18.489 FinfraG. Bestrafung im Fall von unwahren oder unvollständigen Angaben in öffentlichen Kaufangeboten 

Im Rahmen der Behandlung mehrere Parlamentarischen Initiative befasst sich der Nationalrat während der Wintersession voraussichtlich auch mit dem Vorstoss von Nationalrat Hans-Ueli Vogt aus dem Jahr 2018. In seiner Parlamentarischen Initiative fordert Nationalrat Vogt eine Ergänzung der Strafrechtbestimmungen des Finanzmarktinfrastrukturgesetzes (Art. 147ff FinfraG). So sollen unwahre oder unvollständige Angaben in einem Angebotsprospekt oder in der Voranmeldung eines öffentlichen Angebots künftig mit Busse bestraft werden können.

Die WAK des Nationalrats hat die Parlamentarische Initiative in ihrer Sitzung vom 8. Oktober zur Ablehnung empfohlen. Sie erachtet die Möglichkeiten der Übernahmekommission bereits heute als ausreichend genug, um bei Widerhandlungen gegen das FinfraG die Strafverfolgungsbehörden zu informieren.

Die SBVg unterstützt die Haltung der WAK-N und empfiehlt die Parlamentarische Initiative ebenfalls zur Ablehnung. Bereits heute gibt es Haftungsbestimmungen (insbesondere auch Art .752 OR und 69 FIDLEG) sowie aufsichtsrechtliche Sanktionen für Fehlverhalten von Marktteilnehmer. Zusätzliche Strafbestimmungen erachtet die Branche daher als nicht nötig.

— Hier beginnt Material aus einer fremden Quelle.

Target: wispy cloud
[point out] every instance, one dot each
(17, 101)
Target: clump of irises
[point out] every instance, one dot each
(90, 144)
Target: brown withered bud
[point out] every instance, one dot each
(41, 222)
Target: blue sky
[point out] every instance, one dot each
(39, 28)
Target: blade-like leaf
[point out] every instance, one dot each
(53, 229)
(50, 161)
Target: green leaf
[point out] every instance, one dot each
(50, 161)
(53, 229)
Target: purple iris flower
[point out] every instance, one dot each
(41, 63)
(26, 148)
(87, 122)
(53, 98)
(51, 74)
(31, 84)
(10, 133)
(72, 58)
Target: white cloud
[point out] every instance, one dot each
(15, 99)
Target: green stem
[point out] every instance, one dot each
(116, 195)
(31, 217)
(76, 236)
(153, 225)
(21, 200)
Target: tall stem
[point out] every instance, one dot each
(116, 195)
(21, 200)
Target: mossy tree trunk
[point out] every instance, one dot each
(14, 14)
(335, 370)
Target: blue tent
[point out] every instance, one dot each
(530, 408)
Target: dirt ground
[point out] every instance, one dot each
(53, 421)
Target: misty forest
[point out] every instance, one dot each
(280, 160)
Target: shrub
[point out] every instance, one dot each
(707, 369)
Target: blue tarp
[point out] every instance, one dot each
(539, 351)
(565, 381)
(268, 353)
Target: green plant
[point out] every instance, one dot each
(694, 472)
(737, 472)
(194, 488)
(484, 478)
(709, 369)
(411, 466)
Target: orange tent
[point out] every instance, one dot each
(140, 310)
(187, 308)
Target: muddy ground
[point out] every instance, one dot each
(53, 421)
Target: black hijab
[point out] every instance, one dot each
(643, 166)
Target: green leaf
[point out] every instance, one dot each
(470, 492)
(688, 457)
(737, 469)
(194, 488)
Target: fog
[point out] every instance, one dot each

Position SBVg: Ablehnung der Parlamentarischen Initiative

Bereits heute gelten umfangreiche Möglichkeiten zur Sanktionierung bei unwahren oder unvollständigen Angaben. Haftungsbestimmungen und aufsichtsrechtliche Bestimmungen tragen weiter dazu bei, dass Fehlverhalten bestraft wird. Zusätzliche Strafbestimmungen sind daher nicht nötig.

 

 

Im Ständerat

19.033 Einführung automatischer Informationsaustausch über Finanzkonten mit weiteren Partnerstaaten ab 2020/2021

Am 10. Dezember befasst sich der Ständerat mit der Einführung des automatischen Informationsaustausches (AIA) über Finanzkonten mit weiteren Partnerstaaten ab 2020/2021. Das bewährte System des AIA soll dabei auf die Staaten Albanien, Aserbaidschan, Brunei Darussalam, Dominica, Ghana, Kasachstan, Libanon, Macao, die Malediven, Nigeria, Niue, Oman, Pakistan, Peru, Samoa, Sint Maarten, Trinidad und Tobago und Vanuatu ausgeweitet werden. Nachdem der Nationalrat in der Herbstsession der Ausweitung auf noch 19 Staaten zugestimmt hatte, beschloss die ständerätliche Deputation, die Ausweitung des Systems auf die Türkei zu sistieren, bis mit dem Vorsteher des Eidgenössischen Finanzdepartements die Verurteilung der türkischen Militärintervention in Syrien im Herbst dieses Jahres diskutiert werden konnte. Mit Blick auf die anderen 18 Staaten empfiehlt die WAK des Ständerates mit 9 zu 2 Stimmen bei 1 Enthaltung, dem Nationalrat zu folgen.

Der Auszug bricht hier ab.